His runner hit just hard off the backboard, and as Mack crashed for the rebound, he picked up his fifth foul, again the call met with disapproval from Knights fans.
Lake Park guard Garrett Fant, who led all scorers with 27 points, went to the line for two shots. Fant sunk the first, but after missing the second, senior Matt Szuba ripped down the rebound and quickly outletted the ball to Swedura with 6 seconds remaining.
Using his speed, Swedura sliced through the lane, but his contested layup was just short.
The Knights’ season was over.
Though the promising season ended sooner than the Knights had hoped, Camardella is still proud of the season and shared a few meaningful takeaways.
“How they approach basketball – if they can approach their lives and their professions and their family life the same way they are going to be highly successful,” Camardella said.
In a locker room full of despair, Camardella shared an important story.
“I have been telling our guys for a long time – it is posted in the locker room – being a history teacher, I am a big fan of Teddy Roosevelt [and] one of his famous speeches is ‘Man in the arena’,” Camardella said. “It is not the critic who counts; it is the guy in there who is striving for something great. That is my mantra. It is how you approach each day, how you are going to approach each day, that not everything is going to go your way.”
Camardella also hopes the players’ thoughts aren’t all results based, because of how much they grew as a team throughout the season.
“Hopefully when they wake up in the morning they can be proud of themselves,” Camardella said. “They can be proud of the preparation, and not just be focused on the results.”
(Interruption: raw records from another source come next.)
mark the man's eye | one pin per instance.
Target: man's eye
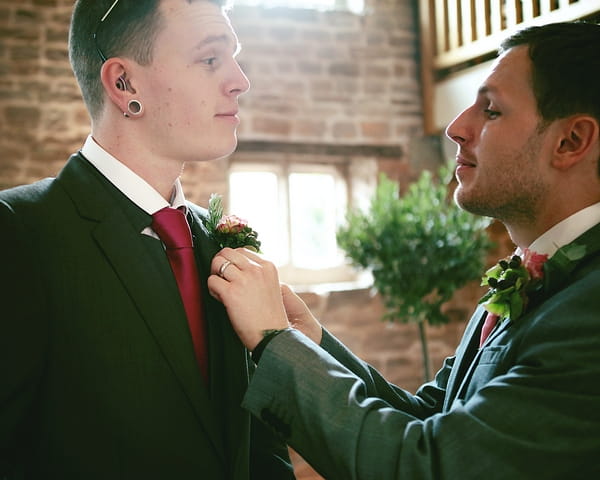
(491, 114)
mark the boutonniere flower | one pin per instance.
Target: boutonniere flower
(511, 282)
(229, 230)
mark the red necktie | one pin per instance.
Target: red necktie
(490, 322)
(172, 228)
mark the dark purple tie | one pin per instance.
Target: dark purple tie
(172, 228)
(488, 325)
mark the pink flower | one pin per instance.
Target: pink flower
(534, 262)
(231, 224)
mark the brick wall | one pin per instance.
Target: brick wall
(318, 79)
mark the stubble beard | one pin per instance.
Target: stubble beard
(511, 196)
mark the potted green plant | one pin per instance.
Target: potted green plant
(420, 248)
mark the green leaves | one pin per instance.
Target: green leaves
(420, 247)
(229, 230)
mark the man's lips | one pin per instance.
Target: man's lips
(232, 113)
(462, 161)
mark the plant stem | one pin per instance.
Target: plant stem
(425, 350)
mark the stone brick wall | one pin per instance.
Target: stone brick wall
(318, 79)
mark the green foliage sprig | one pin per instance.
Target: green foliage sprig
(419, 247)
(229, 230)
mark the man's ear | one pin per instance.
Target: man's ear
(578, 136)
(116, 84)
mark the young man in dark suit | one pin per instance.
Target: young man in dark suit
(108, 370)
(520, 399)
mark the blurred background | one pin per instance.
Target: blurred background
(342, 90)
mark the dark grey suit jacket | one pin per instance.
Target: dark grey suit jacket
(525, 406)
(98, 376)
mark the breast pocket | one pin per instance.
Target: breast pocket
(490, 364)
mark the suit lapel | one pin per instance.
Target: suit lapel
(558, 273)
(231, 356)
(145, 273)
(465, 356)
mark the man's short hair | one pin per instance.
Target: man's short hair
(129, 31)
(565, 67)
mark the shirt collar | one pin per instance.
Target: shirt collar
(129, 183)
(567, 230)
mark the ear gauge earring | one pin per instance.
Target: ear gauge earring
(134, 108)
(121, 83)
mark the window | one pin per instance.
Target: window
(355, 6)
(296, 208)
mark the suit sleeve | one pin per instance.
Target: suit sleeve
(22, 337)
(428, 400)
(537, 419)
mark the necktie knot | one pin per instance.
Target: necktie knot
(172, 228)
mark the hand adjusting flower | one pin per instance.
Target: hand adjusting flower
(511, 282)
(229, 230)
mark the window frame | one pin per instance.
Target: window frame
(342, 272)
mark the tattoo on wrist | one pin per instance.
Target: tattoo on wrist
(271, 331)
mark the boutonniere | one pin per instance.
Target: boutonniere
(229, 230)
(511, 282)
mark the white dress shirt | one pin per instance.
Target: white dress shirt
(129, 183)
(567, 230)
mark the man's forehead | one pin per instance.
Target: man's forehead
(511, 69)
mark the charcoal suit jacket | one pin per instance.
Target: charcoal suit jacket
(98, 375)
(525, 406)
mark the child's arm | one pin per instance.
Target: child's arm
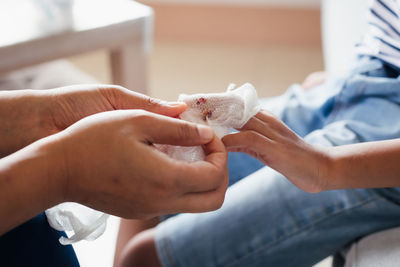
(314, 168)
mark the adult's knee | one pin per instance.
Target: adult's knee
(140, 251)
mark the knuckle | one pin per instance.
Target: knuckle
(187, 131)
(140, 114)
(151, 102)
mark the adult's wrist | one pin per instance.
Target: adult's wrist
(30, 183)
(21, 113)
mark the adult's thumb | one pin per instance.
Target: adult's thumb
(164, 130)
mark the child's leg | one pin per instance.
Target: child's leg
(266, 221)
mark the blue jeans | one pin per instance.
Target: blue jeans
(267, 221)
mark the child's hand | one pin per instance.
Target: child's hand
(268, 139)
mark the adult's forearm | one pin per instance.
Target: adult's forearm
(29, 184)
(21, 120)
(366, 165)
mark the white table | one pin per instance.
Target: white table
(31, 33)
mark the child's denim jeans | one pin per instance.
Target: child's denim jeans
(265, 220)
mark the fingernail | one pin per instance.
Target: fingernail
(206, 133)
(176, 104)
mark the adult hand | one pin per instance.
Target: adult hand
(268, 139)
(29, 115)
(108, 162)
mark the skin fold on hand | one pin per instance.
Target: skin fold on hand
(28, 115)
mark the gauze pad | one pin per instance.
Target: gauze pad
(80, 222)
(220, 111)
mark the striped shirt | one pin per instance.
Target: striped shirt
(383, 37)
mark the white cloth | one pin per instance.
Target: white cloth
(378, 249)
(220, 111)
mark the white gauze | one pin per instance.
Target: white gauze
(78, 221)
(220, 111)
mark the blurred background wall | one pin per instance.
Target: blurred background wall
(203, 45)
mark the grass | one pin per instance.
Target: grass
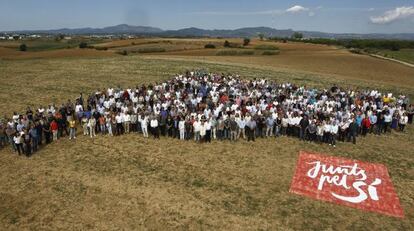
(406, 55)
(134, 183)
(266, 47)
(234, 52)
(270, 52)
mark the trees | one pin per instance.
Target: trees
(246, 41)
(226, 44)
(297, 35)
(83, 45)
(209, 46)
(23, 47)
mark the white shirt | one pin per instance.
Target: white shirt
(154, 123)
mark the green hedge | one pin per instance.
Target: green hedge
(266, 47)
(234, 52)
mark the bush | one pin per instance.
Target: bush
(83, 45)
(210, 46)
(124, 52)
(355, 51)
(270, 53)
(234, 52)
(246, 42)
(151, 50)
(23, 47)
(101, 48)
(266, 47)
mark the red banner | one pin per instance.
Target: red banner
(347, 182)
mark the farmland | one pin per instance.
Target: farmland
(134, 183)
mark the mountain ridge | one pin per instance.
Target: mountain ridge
(198, 32)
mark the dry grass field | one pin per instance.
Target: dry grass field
(132, 183)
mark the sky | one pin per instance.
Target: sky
(347, 16)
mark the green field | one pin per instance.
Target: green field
(406, 55)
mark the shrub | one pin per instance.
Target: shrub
(226, 44)
(355, 51)
(266, 47)
(234, 52)
(270, 53)
(124, 52)
(23, 47)
(210, 46)
(151, 50)
(246, 42)
(83, 45)
(101, 48)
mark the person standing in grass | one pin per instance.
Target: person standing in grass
(387, 122)
(119, 121)
(410, 113)
(109, 125)
(333, 133)
(373, 119)
(102, 124)
(72, 129)
(251, 130)
(353, 131)
(84, 124)
(320, 129)
(196, 128)
(54, 127)
(366, 125)
(233, 129)
(91, 126)
(27, 138)
(127, 122)
(181, 127)
(403, 122)
(155, 127)
(144, 124)
(18, 142)
(35, 137)
(46, 131)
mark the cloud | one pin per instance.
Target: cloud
(393, 15)
(237, 13)
(296, 9)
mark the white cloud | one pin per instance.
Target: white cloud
(239, 13)
(395, 14)
(296, 9)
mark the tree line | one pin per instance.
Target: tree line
(393, 45)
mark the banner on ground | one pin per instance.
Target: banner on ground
(347, 182)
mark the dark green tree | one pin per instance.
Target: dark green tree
(23, 47)
(246, 41)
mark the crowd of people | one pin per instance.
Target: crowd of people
(204, 106)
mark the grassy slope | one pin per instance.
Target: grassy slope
(406, 55)
(130, 182)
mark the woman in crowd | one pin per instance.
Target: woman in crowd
(205, 106)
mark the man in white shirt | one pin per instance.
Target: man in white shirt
(154, 127)
(144, 125)
(333, 133)
(197, 127)
(119, 119)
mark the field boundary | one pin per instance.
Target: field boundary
(391, 59)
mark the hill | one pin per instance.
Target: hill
(197, 32)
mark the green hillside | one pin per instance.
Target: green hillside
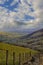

Lastly, Camardella reflected on what the seniors meant to not only the program, but himself personally, too.
“I really don’t have words to describe Frankie and the rest of the seniors and what they have meant to me, what they have meant to my family, what they have meant to this high school, what they have meant to this program,” Camardella said. “I owe these guys a lot. I have two daughters at home, and I’m not old enough yet to consider 17 and 18 year old guys my sons, but definitely my brothers, and that relationship deepened this year and will continue to in the future.”